By January 30, 2013 No Comments

A penny dropped for me when I read Facebook’s graph search and the end of privacy by obscurity on GigaOM recently. Regular readers will know that I’m of the opinion that we have more to gain than to lose by sharing our information, and that I hope that people with privacy concerns will slowly get over them as the benefits of sharing become clearer. However, when I sought to understand whether that hope was realistic I struggled with the diffuse and unfocused nature of people’s privacy concerns. They would say that they don’t like the idea of people being able to find out what they have been doing, but weren’t really able to say why that bothered them. I now see that the concern is not so much with privacy but with losing their obscurity.

In other words, the issue is not with the information that gets shared so much as the fact that it makes people visible. Some people (myself included) like to be visible, but other people find it uncomfortable. I think that discomfort is what leads many people to be concerned about their privacy in a Facebook and Google world.
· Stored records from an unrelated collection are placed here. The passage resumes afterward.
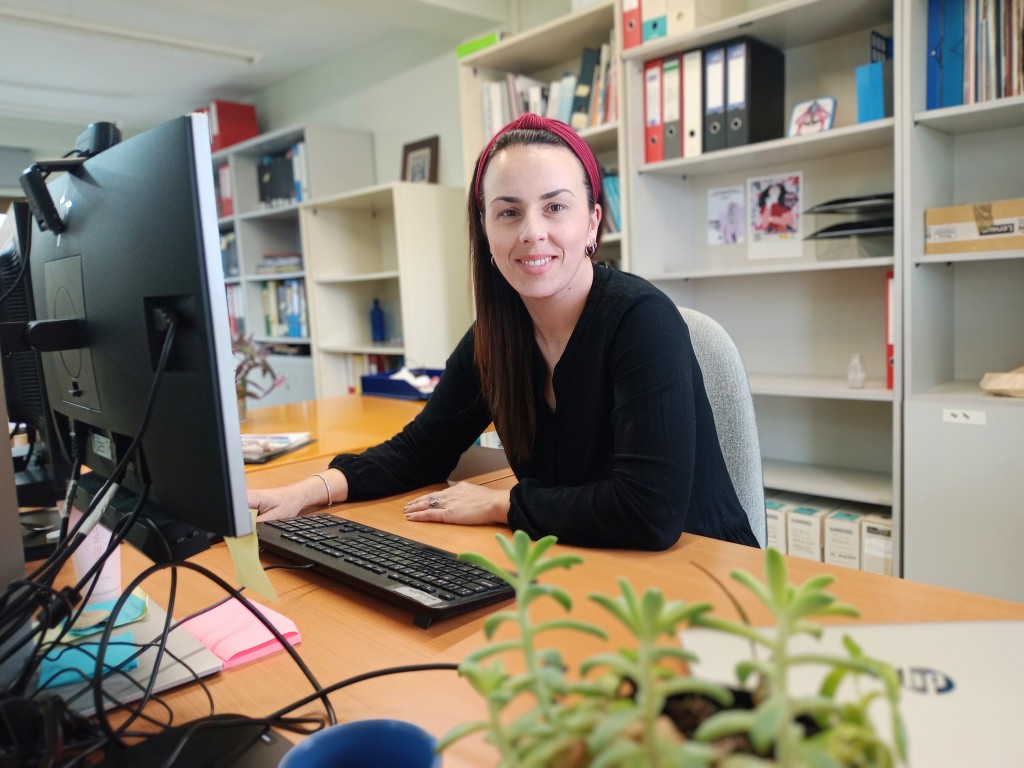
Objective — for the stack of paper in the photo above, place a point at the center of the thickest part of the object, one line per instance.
(257, 449)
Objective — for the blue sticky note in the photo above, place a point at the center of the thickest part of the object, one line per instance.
(73, 664)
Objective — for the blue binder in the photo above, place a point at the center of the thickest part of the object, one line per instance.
(951, 89)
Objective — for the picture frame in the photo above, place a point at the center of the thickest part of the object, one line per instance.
(419, 161)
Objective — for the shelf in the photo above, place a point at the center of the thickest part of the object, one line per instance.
(266, 143)
(365, 278)
(967, 391)
(777, 268)
(942, 259)
(364, 348)
(845, 140)
(850, 484)
(824, 387)
(286, 212)
(266, 276)
(545, 45)
(282, 339)
(601, 138)
(977, 118)
(783, 25)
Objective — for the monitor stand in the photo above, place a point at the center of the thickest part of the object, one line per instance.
(11, 553)
(40, 530)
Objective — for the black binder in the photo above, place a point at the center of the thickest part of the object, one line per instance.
(755, 90)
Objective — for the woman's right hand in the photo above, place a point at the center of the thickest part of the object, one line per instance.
(287, 501)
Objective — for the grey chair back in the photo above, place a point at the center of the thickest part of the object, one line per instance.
(729, 393)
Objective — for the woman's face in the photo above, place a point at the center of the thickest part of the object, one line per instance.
(538, 221)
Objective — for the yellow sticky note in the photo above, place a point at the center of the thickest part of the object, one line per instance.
(248, 569)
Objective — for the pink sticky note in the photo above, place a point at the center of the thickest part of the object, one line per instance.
(237, 636)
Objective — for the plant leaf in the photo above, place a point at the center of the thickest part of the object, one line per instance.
(769, 719)
(570, 624)
(723, 724)
(777, 577)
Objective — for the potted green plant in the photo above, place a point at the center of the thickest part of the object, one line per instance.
(619, 709)
(250, 361)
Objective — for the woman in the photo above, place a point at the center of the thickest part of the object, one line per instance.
(588, 375)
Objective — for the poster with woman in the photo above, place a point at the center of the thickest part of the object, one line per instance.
(774, 215)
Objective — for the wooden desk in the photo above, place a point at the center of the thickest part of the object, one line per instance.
(343, 424)
(345, 633)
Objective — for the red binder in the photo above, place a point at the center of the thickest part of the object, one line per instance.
(890, 329)
(653, 125)
(632, 28)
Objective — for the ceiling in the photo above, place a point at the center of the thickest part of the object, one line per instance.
(114, 61)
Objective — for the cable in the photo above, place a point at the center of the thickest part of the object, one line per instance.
(365, 676)
(101, 714)
(15, 616)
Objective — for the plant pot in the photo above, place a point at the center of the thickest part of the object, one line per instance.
(366, 743)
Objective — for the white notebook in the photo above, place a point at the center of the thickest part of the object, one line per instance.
(963, 683)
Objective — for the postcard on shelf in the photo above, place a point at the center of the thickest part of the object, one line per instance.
(257, 449)
(774, 216)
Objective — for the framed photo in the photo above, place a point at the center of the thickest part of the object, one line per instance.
(419, 161)
(813, 116)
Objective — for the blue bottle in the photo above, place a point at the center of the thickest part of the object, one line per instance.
(377, 322)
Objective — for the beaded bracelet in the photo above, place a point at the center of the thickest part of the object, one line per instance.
(327, 485)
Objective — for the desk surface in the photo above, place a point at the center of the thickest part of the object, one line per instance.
(344, 424)
(346, 633)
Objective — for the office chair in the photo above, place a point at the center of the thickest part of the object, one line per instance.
(729, 393)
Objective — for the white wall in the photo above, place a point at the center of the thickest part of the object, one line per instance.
(401, 91)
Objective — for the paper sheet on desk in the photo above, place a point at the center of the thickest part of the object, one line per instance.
(248, 569)
(236, 636)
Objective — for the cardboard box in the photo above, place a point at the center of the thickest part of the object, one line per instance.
(877, 544)
(997, 225)
(805, 528)
(777, 505)
(843, 532)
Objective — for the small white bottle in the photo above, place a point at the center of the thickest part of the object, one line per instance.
(855, 374)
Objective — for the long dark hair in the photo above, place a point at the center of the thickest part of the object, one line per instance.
(504, 331)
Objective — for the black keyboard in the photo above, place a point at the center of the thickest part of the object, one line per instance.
(430, 582)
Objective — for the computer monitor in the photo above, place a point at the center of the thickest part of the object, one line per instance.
(137, 248)
(41, 473)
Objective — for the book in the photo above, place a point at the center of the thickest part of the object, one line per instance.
(259, 449)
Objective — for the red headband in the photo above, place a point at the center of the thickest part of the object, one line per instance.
(569, 136)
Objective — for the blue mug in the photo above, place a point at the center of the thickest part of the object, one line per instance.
(366, 743)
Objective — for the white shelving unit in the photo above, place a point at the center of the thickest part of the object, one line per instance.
(797, 321)
(404, 244)
(545, 52)
(936, 449)
(337, 161)
(963, 489)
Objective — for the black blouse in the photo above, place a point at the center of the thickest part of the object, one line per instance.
(631, 459)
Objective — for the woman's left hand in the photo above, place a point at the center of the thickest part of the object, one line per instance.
(463, 504)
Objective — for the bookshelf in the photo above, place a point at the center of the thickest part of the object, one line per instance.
(797, 320)
(545, 53)
(404, 244)
(963, 487)
(261, 242)
(953, 487)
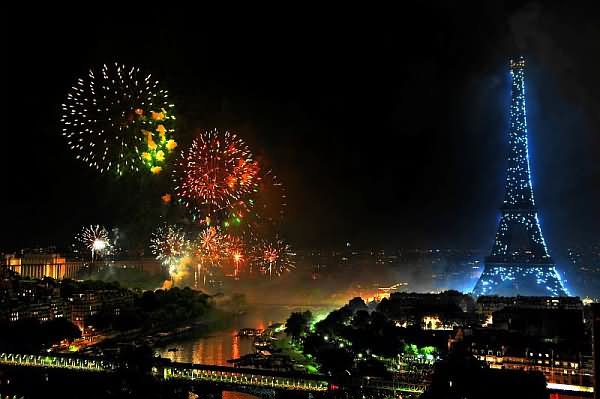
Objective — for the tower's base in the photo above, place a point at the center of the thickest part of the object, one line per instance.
(511, 280)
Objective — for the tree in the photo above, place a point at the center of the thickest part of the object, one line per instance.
(297, 324)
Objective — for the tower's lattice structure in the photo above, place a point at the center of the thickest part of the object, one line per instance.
(519, 263)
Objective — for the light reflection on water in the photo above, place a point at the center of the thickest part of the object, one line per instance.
(219, 346)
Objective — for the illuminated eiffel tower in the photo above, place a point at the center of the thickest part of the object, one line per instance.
(519, 263)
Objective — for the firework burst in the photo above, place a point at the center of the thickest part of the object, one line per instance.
(275, 258)
(214, 172)
(96, 239)
(169, 244)
(117, 120)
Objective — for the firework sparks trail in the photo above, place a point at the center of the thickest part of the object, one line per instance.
(117, 120)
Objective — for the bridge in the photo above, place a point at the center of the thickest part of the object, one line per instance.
(235, 378)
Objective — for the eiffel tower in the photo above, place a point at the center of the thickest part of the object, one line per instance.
(519, 263)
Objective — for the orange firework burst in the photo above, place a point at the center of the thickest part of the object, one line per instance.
(215, 171)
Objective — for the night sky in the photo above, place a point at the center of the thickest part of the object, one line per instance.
(388, 132)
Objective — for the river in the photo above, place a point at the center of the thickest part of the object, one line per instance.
(219, 346)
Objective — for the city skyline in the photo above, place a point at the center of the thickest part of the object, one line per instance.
(408, 180)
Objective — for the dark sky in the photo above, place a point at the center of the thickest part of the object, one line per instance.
(388, 129)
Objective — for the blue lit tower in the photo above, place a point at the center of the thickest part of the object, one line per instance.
(519, 263)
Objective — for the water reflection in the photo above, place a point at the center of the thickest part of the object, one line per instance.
(220, 346)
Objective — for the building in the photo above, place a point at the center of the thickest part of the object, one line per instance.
(42, 264)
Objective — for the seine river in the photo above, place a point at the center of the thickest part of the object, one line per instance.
(219, 346)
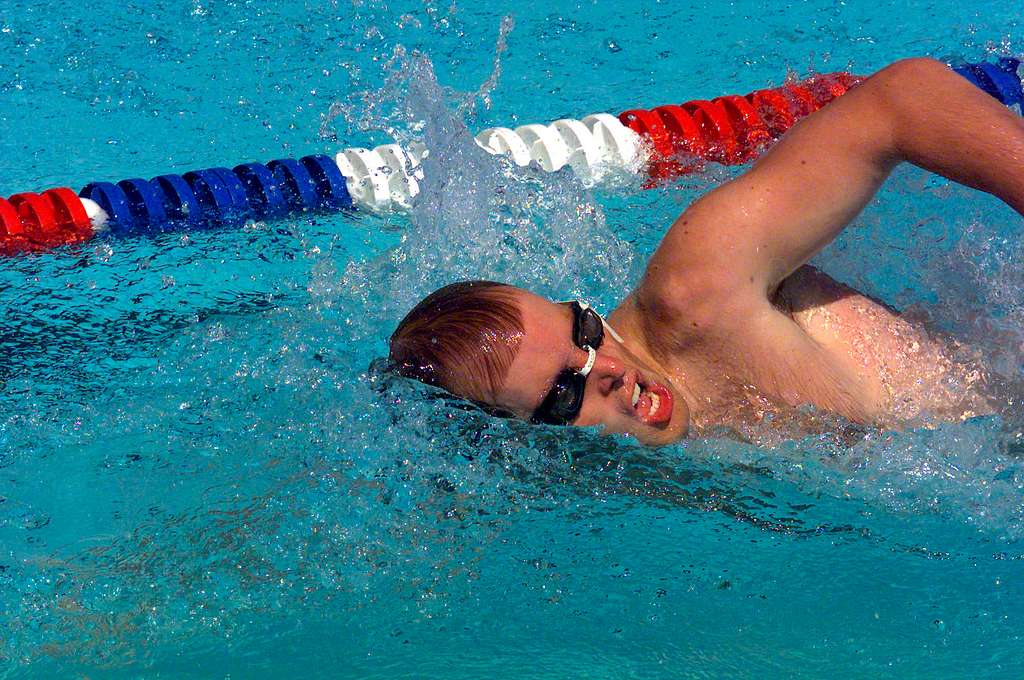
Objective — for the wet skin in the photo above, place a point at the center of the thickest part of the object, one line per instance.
(727, 321)
(546, 348)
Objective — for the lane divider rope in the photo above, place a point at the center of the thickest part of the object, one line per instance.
(664, 141)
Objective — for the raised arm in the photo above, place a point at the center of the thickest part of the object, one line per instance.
(747, 236)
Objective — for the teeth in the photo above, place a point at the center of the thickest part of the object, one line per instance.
(655, 401)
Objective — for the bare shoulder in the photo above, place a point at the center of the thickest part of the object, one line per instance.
(910, 373)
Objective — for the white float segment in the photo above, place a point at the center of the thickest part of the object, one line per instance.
(96, 215)
(385, 178)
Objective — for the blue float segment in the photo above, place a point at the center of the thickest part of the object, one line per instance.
(295, 182)
(264, 197)
(1000, 81)
(179, 201)
(238, 192)
(114, 202)
(145, 202)
(213, 197)
(331, 184)
(1004, 76)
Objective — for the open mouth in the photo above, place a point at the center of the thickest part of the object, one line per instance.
(652, 402)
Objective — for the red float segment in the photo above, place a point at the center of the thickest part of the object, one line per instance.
(72, 218)
(684, 131)
(649, 125)
(730, 129)
(12, 240)
(717, 129)
(38, 217)
(773, 110)
(751, 130)
(801, 99)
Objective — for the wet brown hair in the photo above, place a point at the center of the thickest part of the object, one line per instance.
(463, 338)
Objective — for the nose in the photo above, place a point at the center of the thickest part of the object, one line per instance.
(608, 373)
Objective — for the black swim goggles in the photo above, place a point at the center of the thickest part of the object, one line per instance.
(562, 404)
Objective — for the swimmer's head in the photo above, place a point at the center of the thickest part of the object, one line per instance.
(516, 352)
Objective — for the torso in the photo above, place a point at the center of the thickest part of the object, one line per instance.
(896, 372)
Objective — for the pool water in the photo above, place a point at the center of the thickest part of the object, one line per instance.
(205, 473)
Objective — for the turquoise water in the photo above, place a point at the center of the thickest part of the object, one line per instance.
(204, 474)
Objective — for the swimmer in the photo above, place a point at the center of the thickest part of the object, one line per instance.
(728, 323)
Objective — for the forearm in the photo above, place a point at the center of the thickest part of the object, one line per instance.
(944, 124)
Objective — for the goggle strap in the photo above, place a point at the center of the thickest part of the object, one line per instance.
(607, 326)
These people do, or course, have the choice of not using Facebook and Google, but I think it’s pretty clear that for the vast majority their usefulness is worth the unease that comes with being more visible. That means that rather than hope that people with privacy concerns will get over them, I should hope that they get used to their increased visibility and it stops bothering them. After that the privacy concerns will go of their own accord.